Ultrasound-Assisted Synthesis of High-Entropy Materials for Enhanced Oxygen Evolution Electrocatalysis

Abstract

High-entropy materials (HEMs) play a significant role in the electrocatalytic oxygen evolution reaction (OER) due to their unique properties. However, there are still challenges in the preparation of HEMs for OER catalysts. In this study, the FeCoNiMnCr catalyst is synthesized for the first time using the ultrasonic hydrothermal-sintering technique and exhibits excellent performance for OER electrocatalysis. There is an optimal ultrasonic hydrothermal time and power for achieving the best OER performance.

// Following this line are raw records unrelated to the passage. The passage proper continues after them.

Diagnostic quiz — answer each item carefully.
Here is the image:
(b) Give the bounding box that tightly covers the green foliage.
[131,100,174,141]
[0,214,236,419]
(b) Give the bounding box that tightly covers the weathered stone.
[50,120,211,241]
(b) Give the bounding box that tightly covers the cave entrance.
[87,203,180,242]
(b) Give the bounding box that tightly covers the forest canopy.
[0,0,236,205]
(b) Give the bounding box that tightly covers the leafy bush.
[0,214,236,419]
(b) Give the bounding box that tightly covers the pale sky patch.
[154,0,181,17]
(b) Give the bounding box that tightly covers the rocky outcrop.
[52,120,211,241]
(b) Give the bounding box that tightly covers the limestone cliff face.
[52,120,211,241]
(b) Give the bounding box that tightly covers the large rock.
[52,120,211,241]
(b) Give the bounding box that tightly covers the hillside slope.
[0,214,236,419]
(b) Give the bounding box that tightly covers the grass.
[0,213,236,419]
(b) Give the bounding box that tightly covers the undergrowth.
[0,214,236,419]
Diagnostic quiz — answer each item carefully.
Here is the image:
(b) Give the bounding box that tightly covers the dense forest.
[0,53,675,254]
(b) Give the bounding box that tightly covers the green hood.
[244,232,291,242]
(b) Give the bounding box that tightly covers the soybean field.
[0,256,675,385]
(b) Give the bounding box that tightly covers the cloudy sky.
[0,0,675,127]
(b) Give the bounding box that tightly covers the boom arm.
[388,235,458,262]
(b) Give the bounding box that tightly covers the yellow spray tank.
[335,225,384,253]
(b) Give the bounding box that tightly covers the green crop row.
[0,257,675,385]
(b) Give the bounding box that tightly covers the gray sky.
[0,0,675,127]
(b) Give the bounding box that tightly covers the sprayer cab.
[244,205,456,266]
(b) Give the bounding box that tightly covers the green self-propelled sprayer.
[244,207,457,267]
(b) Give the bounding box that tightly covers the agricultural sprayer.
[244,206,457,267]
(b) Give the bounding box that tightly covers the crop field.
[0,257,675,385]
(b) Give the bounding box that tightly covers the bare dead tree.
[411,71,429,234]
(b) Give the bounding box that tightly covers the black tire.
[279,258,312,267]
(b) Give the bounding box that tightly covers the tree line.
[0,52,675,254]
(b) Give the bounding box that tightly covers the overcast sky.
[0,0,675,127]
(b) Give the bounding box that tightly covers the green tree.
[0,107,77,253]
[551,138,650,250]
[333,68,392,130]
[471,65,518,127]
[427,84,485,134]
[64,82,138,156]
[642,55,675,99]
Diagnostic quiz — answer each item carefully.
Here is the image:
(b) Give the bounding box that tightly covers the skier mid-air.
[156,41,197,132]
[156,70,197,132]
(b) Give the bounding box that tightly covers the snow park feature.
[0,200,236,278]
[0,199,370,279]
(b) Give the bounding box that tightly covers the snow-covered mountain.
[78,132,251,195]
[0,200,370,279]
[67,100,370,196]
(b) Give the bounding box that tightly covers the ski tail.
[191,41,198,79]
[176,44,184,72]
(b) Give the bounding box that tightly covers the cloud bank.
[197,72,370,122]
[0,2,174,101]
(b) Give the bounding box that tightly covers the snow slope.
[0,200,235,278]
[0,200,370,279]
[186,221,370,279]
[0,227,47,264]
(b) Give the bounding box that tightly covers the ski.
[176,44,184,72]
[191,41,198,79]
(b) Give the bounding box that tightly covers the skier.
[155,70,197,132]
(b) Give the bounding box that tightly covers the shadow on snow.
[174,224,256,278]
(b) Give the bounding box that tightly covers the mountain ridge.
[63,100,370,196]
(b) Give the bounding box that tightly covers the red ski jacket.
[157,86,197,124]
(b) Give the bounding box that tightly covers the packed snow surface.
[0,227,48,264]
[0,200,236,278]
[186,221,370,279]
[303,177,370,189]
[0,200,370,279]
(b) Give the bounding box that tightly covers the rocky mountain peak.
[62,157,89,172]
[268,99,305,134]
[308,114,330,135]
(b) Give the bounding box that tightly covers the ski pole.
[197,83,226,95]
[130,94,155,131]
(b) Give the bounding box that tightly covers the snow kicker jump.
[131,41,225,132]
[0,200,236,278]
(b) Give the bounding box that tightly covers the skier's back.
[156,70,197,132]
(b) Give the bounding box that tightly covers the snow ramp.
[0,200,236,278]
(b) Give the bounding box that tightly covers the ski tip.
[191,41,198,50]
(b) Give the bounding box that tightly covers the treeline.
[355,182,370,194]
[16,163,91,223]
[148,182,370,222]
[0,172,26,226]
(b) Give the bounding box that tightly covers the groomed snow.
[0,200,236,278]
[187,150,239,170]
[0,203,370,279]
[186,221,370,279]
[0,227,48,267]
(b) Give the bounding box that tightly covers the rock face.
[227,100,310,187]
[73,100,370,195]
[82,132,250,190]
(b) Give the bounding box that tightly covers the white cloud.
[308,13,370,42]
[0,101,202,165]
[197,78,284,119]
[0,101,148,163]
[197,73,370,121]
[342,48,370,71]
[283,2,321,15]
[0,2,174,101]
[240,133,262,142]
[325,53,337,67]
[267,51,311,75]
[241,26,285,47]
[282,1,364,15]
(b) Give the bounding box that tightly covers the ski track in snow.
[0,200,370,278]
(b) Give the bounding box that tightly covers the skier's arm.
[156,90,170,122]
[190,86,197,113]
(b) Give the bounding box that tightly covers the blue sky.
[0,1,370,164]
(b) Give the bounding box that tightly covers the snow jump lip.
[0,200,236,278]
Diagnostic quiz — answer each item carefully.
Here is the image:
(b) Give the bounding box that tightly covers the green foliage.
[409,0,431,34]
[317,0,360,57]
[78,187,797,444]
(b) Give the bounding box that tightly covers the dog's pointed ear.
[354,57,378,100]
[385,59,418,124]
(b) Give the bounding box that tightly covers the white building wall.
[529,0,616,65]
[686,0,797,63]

The results demonstrate that the performance of FeCoNiMnCr catalysts prepared through ultrasonic hydrothermal sintering (US-FeCoNiMnCr) is significantly improved compared with the traditional hydrothermal-sintering method. The US-FeCoNiMnCr catalyst exhibits an overpotential of 228 mV at the current density of 10 mA cm−2 and a Tafel slope as low as 45.39 mV dec−1 in an alkaline medium. Moreover, the US-FeCoNiMnCr catalyst demonstrates remarkable stability in electrocatalytic OER with a minimal potential increase observed even after 48 h. This work not only provides valuable insights into high-entropy material synthesis, but also presents a powerful electrocatalyst for water electrolysis.